En las reuniones de Año nuevo, él relataba sus recuerdos y las anécdotas que ya todos
conocíamos y poco más tarde, sus hijos pedíamos que cantaran mi padre y mi madre, que
juntos, hacían un dueto excepcional. Él acompañaba con la guitarra. Era una delicia
escucharlos cantar haciendo primera y segunda voz con la cuadratura perfecta y la afinación
precisa. Nunca olvido las canciones que en una grabación conservo y que no puedo escuchar
sin lágrimas en los ojos. Yo estoy seguro que a mi padre le gustaba de verdad la música,
porque recordaba con suma nostalgia, aquella etapa en la que quiso ser músico y se iba a los
ensayos de “la orquestita”, como él la llamaba. A la pregunta que alguien de sus hijos le
hiciéramos alguna vez, sobre por qué no se dedicó a la música, declaraba que tenía que
mantenernos y eso de la música era pasajero o “cosa de muchachos”, pero miraba a mi
madre con esas miradas que buscan revisar si lo que se dice, es lo correcto, y no parecía
responder con motivos sólidos la pregunta. Pero no supimos la verdadera razón, hasta que
mi madre contó con cierto humor y sobre todo desfachatez, que las ilusiones de mi padre por
“la artisteada”, se acabaron el día que ella –cansada de la relación entre el alcohol y la
música– le hizo pedazos el violín contra la pared, poniendo fin a sus sueños. Y acabó su
afición a los amigos, los tragos y su vida tendría ya el destino que dio un sesgo del que
tampoco se arrepintió, según decía. Buscó trabajos en donde pudo, como el de irse a trabajar
a la carretera, en la que contaba una anécdota que vivió en aquella región del Estado de
Hidalgo. Una tarde caminaban barranca abajo en las horas de descanso de aquel trabajo de
hacer la carretera a pico, pala y carretilla, dieron con una casita sola en el corazón de la
barranca. Se acercaron. Había un ataúd y un hombre llorando. Los invitó a pasar. Era su
mujer quien yacía en el féretro y él a solas, la velaba. Lo acompañaron. El hombre les pidió
–porque era costumbre en la región– que le cantaran a su mujer, porque él no sabía hacerlo.

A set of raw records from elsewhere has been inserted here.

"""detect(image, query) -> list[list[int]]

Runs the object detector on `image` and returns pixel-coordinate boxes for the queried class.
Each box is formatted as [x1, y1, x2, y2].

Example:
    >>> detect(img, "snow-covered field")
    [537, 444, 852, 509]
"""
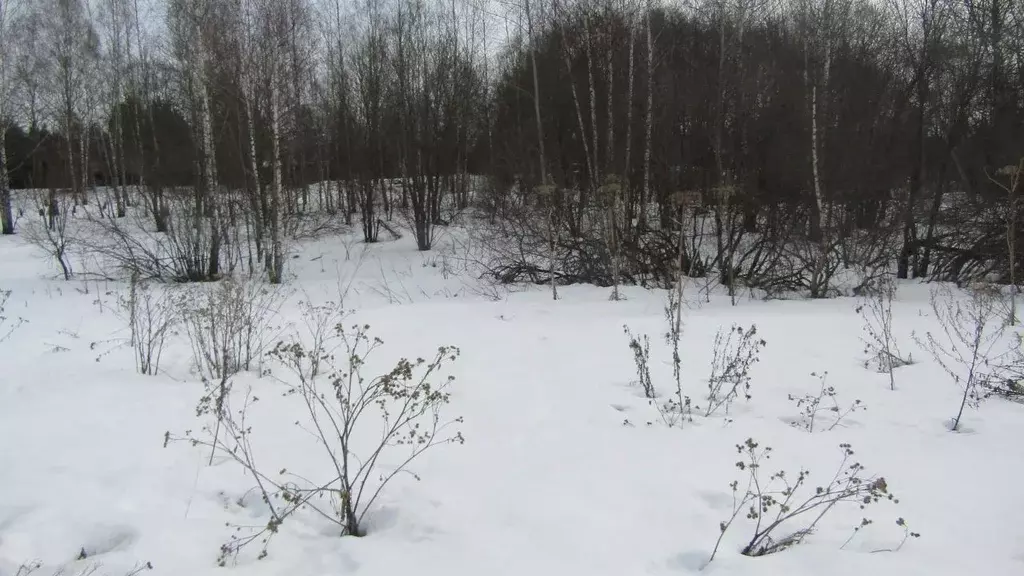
[0, 225, 1024, 576]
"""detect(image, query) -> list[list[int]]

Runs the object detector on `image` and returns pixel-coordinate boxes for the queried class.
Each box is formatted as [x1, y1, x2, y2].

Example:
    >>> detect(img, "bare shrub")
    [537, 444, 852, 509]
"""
[856, 276, 913, 389]
[918, 285, 1010, 431]
[118, 276, 179, 375]
[705, 324, 766, 416]
[790, 372, 865, 433]
[22, 190, 79, 280]
[623, 289, 693, 426]
[623, 326, 657, 400]
[987, 333, 1024, 403]
[177, 279, 286, 381]
[165, 305, 463, 565]
[178, 280, 284, 463]
[85, 193, 237, 282]
[708, 439, 918, 564]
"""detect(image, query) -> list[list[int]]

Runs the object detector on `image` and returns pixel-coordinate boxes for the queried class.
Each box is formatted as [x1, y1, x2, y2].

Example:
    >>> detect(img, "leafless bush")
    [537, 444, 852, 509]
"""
[856, 276, 913, 389]
[22, 190, 79, 280]
[165, 304, 463, 565]
[790, 372, 865, 433]
[918, 284, 1009, 431]
[623, 289, 693, 426]
[80, 194, 238, 282]
[178, 280, 284, 462]
[623, 326, 657, 400]
[177, 279, 286, 381]
[985, 333, 1024, 403]
[0, 290, 25, 343]
[118, 276, 179, 375]
[708, 439, 918, 564]
[705, 325, 766, 416]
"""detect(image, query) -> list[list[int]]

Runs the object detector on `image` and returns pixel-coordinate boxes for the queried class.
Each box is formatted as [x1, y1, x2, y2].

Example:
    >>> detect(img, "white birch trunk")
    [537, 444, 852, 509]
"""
[639, 1, 654, 228]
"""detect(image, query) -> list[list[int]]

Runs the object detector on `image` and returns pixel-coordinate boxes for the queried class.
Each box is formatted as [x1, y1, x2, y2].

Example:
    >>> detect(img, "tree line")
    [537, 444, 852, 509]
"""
[0, 0, 1024, 289]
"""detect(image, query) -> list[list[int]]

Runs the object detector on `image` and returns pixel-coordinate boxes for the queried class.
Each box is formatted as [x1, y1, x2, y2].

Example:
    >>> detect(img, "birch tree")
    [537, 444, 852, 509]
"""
[0, 0, 14, 235]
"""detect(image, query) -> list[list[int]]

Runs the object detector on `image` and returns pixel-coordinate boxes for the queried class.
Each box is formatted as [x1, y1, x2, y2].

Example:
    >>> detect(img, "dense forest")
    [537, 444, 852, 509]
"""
[0, 0, 1024, 296]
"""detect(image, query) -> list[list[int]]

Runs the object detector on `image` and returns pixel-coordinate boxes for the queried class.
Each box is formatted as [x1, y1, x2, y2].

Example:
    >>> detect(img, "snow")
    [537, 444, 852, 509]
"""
[0, 222, 1024, 576]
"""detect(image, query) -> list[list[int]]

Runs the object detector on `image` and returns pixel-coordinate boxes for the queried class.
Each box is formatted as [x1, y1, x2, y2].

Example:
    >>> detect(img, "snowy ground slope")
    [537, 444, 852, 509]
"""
[0, 226, 1024, 576]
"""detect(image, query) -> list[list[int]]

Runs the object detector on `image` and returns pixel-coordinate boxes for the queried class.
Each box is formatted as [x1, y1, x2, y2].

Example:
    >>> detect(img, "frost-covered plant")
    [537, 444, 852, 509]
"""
[790, 372, 866, 433]
[660, 286, 691, 424]
[22, 189, 81, 280]
[165, 304, 463, 566]
[986, 333, 1024, 402]
[0, 290, 25, 342]
[856, 276, 913, 389]
[623, 326, 656, 400]
[118, 275, 178, 375]
[918, 285, 1009, 431]
[708, 439, 905, 564]
[14, 554, 153, 576]
[177, 279, 286, 381]
[705, 324, 766, 416]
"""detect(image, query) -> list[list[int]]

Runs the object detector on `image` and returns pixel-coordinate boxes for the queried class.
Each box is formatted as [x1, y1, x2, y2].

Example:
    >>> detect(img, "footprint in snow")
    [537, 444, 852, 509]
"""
[75, 526, 138, 560]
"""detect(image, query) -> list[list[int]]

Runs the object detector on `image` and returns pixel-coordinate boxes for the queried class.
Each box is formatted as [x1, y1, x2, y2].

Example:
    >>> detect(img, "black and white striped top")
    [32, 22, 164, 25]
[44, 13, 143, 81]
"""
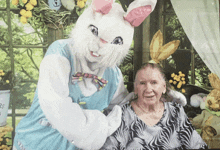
[101, 102, 208, 150]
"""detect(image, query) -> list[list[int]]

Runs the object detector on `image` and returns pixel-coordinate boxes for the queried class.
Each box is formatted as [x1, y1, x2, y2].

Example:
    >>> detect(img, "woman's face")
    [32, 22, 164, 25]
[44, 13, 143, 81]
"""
[134, 66, 166, 105]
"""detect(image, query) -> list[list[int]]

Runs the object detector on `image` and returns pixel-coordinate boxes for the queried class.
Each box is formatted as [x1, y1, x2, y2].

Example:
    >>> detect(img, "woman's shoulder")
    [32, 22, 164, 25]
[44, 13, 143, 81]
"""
[165, 101, 182, 108]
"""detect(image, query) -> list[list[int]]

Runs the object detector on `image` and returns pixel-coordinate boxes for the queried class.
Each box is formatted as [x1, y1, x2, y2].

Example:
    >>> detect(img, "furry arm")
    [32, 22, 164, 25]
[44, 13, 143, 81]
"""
[38, 54, 121, 149]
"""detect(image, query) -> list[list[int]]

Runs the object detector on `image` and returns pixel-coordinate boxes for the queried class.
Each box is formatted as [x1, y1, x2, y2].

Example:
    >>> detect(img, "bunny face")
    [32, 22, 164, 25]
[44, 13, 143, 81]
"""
[71, 3, 134, 67]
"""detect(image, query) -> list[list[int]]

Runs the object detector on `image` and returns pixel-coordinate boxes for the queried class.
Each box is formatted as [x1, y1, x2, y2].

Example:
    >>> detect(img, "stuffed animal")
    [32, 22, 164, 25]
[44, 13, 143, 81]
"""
[13, 0, 156, 150]
[192, 73, 220, 148]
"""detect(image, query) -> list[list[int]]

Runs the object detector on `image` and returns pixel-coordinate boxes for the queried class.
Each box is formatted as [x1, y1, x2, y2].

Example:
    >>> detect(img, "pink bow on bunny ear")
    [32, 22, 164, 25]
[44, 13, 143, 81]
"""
[124, 0, 157, 27]
[92, 0, 115, 14]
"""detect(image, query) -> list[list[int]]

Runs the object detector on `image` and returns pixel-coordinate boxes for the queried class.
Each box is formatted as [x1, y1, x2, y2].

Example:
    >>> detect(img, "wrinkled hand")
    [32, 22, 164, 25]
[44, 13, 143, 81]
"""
[107, 105, 122, 136]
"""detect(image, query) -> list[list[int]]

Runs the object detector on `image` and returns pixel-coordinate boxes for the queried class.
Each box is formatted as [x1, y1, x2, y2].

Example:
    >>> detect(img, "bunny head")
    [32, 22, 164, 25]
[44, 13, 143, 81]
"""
[71, 0, 156, 67]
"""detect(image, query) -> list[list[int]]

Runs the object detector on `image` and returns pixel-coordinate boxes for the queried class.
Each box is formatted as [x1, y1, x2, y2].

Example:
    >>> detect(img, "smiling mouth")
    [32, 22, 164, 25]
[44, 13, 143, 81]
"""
[90, 51, 101, 57]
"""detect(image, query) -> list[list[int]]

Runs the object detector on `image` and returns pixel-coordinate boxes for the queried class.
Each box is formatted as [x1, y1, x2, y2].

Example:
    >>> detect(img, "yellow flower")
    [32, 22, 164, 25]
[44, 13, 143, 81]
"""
[20, 9, 26, 16]
[182, 89, 186, 93]
[177, 82, 182, 89]
[25, 3, 34, 10]
[171, 73, 175, 78]
[77, 1, 85, 8]
[20, 16, 27, 24]
[176, 76, 180, 81]
[22, 0, 27, 4]
[11, 0, 19, 5]
[24, 10, 32, 18]
[30, 0, 37, 6]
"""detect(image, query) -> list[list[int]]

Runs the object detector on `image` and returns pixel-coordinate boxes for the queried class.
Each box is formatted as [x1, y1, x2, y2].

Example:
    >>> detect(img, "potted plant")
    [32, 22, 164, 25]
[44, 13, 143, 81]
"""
[0, 70, 12, 126]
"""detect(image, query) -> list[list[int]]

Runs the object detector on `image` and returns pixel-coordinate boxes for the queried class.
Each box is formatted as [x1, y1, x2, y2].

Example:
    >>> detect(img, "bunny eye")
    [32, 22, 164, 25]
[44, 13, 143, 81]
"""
[89, 25, 98, 36]
[111, 36, 123, 45]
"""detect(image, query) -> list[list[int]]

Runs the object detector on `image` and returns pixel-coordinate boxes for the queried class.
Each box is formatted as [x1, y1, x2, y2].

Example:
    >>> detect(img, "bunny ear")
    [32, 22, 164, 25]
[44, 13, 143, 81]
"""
[157, 40, 180, 61]
[92, 0, 115, 14]
[150, 30, 163, 60]
[124, 0, 157, 27]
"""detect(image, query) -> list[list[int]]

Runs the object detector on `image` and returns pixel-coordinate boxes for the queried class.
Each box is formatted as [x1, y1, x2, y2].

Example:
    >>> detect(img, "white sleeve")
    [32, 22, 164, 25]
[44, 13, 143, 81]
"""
[38, 54, 121, 149]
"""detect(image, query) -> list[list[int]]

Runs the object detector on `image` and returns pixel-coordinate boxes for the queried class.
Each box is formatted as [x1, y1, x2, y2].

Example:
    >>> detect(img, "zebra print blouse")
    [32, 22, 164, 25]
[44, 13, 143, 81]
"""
[101, 102, 208, 150]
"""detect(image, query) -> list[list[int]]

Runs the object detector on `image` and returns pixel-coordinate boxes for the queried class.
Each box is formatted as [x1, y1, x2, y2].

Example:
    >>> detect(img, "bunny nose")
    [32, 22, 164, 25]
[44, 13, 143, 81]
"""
[100, 38, 108, 44]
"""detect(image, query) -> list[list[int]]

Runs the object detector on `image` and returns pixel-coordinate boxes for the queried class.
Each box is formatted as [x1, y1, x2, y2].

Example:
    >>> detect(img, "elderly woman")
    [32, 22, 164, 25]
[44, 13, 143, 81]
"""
[101, 63, 208, 150]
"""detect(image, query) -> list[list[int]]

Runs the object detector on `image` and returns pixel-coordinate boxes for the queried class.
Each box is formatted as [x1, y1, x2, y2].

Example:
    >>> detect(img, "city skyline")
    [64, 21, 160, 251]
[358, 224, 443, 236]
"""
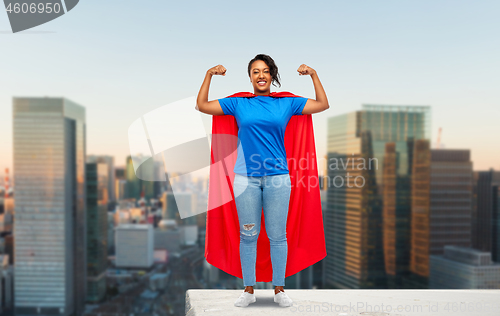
[0, 1, 500, 173]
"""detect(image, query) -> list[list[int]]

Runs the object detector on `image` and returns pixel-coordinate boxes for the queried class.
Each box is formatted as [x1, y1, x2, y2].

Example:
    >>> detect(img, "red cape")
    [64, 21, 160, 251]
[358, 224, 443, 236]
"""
[205, 92, 326, 282]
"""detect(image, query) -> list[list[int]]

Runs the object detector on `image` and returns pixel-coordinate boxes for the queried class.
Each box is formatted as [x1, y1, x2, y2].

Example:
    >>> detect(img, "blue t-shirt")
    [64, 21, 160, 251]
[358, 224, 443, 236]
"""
[219, 96, 307, 177]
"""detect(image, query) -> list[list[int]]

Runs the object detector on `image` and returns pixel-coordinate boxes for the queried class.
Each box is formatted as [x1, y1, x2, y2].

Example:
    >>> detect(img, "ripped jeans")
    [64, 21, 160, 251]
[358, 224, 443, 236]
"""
[233, 173, 291, 286]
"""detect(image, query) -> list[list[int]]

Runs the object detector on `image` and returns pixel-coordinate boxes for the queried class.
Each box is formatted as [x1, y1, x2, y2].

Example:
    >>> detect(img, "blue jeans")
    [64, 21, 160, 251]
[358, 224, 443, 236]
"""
[233, 173, 291, 286]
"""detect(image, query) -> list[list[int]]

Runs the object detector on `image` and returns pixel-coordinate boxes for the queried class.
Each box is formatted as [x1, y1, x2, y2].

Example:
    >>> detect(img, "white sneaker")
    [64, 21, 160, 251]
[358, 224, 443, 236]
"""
[234, 292, 257, 307]
[274, 292, 293, 307]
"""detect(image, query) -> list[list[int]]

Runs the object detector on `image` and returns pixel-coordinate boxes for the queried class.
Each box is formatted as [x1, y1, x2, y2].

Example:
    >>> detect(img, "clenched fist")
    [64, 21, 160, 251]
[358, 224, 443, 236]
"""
[207, 65, 226, 76]
[297, 64, 316, 76]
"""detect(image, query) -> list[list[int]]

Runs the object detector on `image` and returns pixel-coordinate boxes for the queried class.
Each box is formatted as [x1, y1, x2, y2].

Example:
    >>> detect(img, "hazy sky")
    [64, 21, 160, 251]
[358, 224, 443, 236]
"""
[0, 0, 500, 179]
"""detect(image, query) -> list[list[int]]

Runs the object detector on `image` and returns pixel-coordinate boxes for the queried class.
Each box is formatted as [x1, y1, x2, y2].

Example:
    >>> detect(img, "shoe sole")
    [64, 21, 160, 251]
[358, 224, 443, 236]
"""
[234, 299, 257, 307]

Mi padre y el compañero que era de un pueblito de Guanajuato, se quedaron perplejos. A
ellos les parecía una locura eso de cantarle a los muertos. Pero antes que dijeran que no, el
viudo, les ofreció un pago a cambio de su canto. Mi padre accedió y con una guitarra que
allí estaba, comenzó entrelazar rasgueos y al vuelo compuso un verso que cantó bajo una
tonada larga, tristísima que decía: “Te fuiste y me dejaste/enmedio de estas barrancas/para
acordarme de ti/déjame tu enagua blanca…” aquel hombre lo interrumpió y bañado en
llanto, le dio el dinero a mi padre, le pidió que se callara, que mejor no cantara aquello tan
triste que le hacía llorar más.
La reflexión que mi padre hacía al respecto, era sobre cómo la música podía hacer llorar a
un hombre con tal fuerza.
–Sólo la música lo puede todo– decía con nostalgia y lo pronunciaba con claridad, delante
de mi madre, mirándola directo a los ojos, como si fuera un reclamo.